РГ: Тогда за чей же счет?
Дзюба: Этот вопрос и надо обсуждать на государственном уровне. Возможно, общую страховку должны обеспечивать общественные организации журналистов, возможно, Роспечать.
"911" на войне
РГ: Экипировку тоже надо выдавать централизованно?
Дзюба: Думаю, большинство редакций, посылающих корреспондента на войну, могут себе позволить закупить экипировку. Есть различные средства защиты. Сейчас разрабатывается бронежилет класса защиты, который испытывается с пяти метров. Он легкий и может защитить от снайпера.
Помимо элементов бронезащиты должны быть индивидуальные средства оказания медицинской помощи. Кроме того, необходимы курсы подготовки журналистов, работающих в "горячих точках". Благодаря Союзу журналистов Москвы был создан этот уникальный проект в России - учебно-практические курсы "Бастион". Они предназначены для специальной подготовки и журналистов, и представителей информационных структур заинтересованных ведомств. То есть это сотрудники пресс-служб минобороны, ФСБ, МВД и так далее. Мы смогли провести только четыре набора. Прошли подготовку 150 человек.
РГ: Журналисты платят за эти курсы?
Дзюба: Никто из журналистов не платит. Почему эти курсы являются полезными? Это не факультативные занятия за столом. Это моделирование ситуации. Идет колонна, гремят взрывы, грязь летит. Захват заложников, мешки на голову, стрельба. На курсах мы хотим не только дать подготовку, но и напугать тех, кто морально не готов к такой работе. Возвращаясь к Южной Осетии, хочу напомнить: журналисты не растерялись, действовали, оказывали медицинскую помощь.
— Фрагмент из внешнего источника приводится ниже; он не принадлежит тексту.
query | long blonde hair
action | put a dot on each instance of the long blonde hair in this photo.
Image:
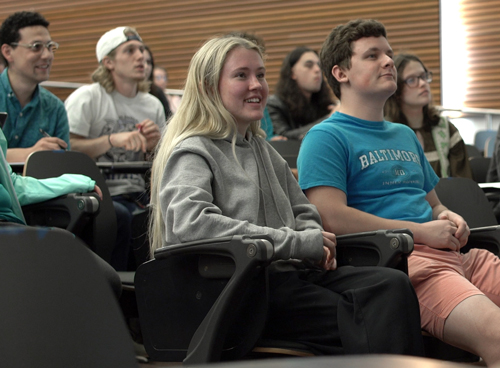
(201, 113)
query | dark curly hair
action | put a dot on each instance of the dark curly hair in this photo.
(337, 48)
(392, 108)
(9, 31)
(288, 91)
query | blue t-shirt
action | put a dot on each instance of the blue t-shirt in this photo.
(380, 166)
(45, 111)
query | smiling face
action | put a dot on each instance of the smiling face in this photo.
(26, 65)
(372, 71)
(307, 73)
(243, 87)
(419, 96)
(128, 64)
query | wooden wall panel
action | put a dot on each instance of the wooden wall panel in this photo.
(480, 18)
(175, 29)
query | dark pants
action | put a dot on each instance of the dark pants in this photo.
(353, 310)
(125, 206)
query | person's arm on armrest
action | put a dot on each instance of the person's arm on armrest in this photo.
(44, 144)
(341, 219)
(95, 147)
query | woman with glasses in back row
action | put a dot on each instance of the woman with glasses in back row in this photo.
(411, 105)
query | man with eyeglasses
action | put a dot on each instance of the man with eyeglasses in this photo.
(364, 173)
(36, 118)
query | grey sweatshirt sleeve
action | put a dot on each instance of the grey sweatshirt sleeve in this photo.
(190, 213)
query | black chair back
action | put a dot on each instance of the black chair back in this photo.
(465, 197)
(57, 308)
(101, 234)
(479, 166)
(289, 150)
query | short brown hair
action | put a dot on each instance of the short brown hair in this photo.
(337, 48)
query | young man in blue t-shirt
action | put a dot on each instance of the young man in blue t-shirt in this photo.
(364, 173)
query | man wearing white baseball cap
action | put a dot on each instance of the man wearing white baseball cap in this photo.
(115, 119)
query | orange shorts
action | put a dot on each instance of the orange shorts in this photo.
(443, 279)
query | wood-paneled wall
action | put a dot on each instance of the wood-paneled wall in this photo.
(482, 27)
(175, 29)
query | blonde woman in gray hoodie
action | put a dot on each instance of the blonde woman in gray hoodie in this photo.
(215, 175)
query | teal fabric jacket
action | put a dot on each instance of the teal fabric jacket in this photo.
(17, 190)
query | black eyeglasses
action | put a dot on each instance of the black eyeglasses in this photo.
(38, 46)
(413, 82)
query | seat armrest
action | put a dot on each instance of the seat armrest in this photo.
(71, 211)
(385, 248)
(487, 237)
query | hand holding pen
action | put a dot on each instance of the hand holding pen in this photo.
(49, 143)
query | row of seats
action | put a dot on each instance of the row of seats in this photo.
(188, 318)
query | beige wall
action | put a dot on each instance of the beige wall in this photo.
(175, 29)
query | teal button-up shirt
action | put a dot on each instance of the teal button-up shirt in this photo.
(45, 111)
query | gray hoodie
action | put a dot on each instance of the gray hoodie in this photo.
(206, 193)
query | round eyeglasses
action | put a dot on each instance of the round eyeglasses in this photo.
(38, 46)
(413, 82)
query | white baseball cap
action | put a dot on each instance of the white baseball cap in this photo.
(111, 40)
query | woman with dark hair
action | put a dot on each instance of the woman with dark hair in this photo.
(302, 99)
(411, 105)
(154, 89)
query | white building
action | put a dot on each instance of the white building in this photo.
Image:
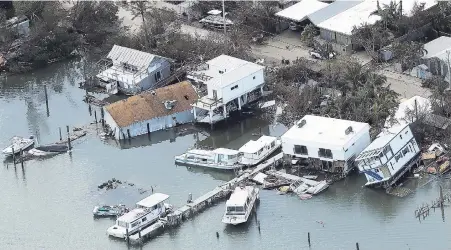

Это говорит в том числе об их психологической устойчивости.
Борисов: Еще есть проблема: пресс-службы силовых ведомств не всегда помогают журналисту работать в "горячей точке".
Сладков: Да, было бы хорошо, допустим, если бы я мог приехать на какой-то стационарный пункт, машина пусть будет и палатка, и отправить оттуда материал или позвонить. Решить какие-то бытовые вопросы. Просто подзарядить батарейки.
Дзюба: Это действительно проблема.
Борисов: Обязательно при минобороны должен быть создан мобильный пресс-центр. Это важно даже с точки зрения информационной войны. Даже передать информацию часто проблема: подразделения радиоэлектронной борьбы глушат связь. Только у военных есть аппаратура, закрытые каналы, которые позволят передать репортажи.
Дзюба: Поправлю: пресс-центр должен быть межведомственным. Что касается специального оборудования, то на протяжении последних лет как раз разрабатывается такая машина. В ней установлены ноутбуки, пылезащитные, влагозащитные, ударопрочные, различное оборудование для передачи информации по защищенным каналам.
РГ: Нередко в пресс-службы силовых ведомств попадали люди, которые терпеть не могли журналистов.
Дзюба: Подвижки к лучшему есть. Не так давно в министерстве обороны был введен институт помощников командующих по СМИ. То есть это на уровне чуть ли не дивизии.
Необходима какая-то межведомственная информационная группа быстрого реагирования. Мы вышли с предложением, чтобы было финансирование, допустим, экстремального консультационного центра. Что-то вроде "911" для журналистов.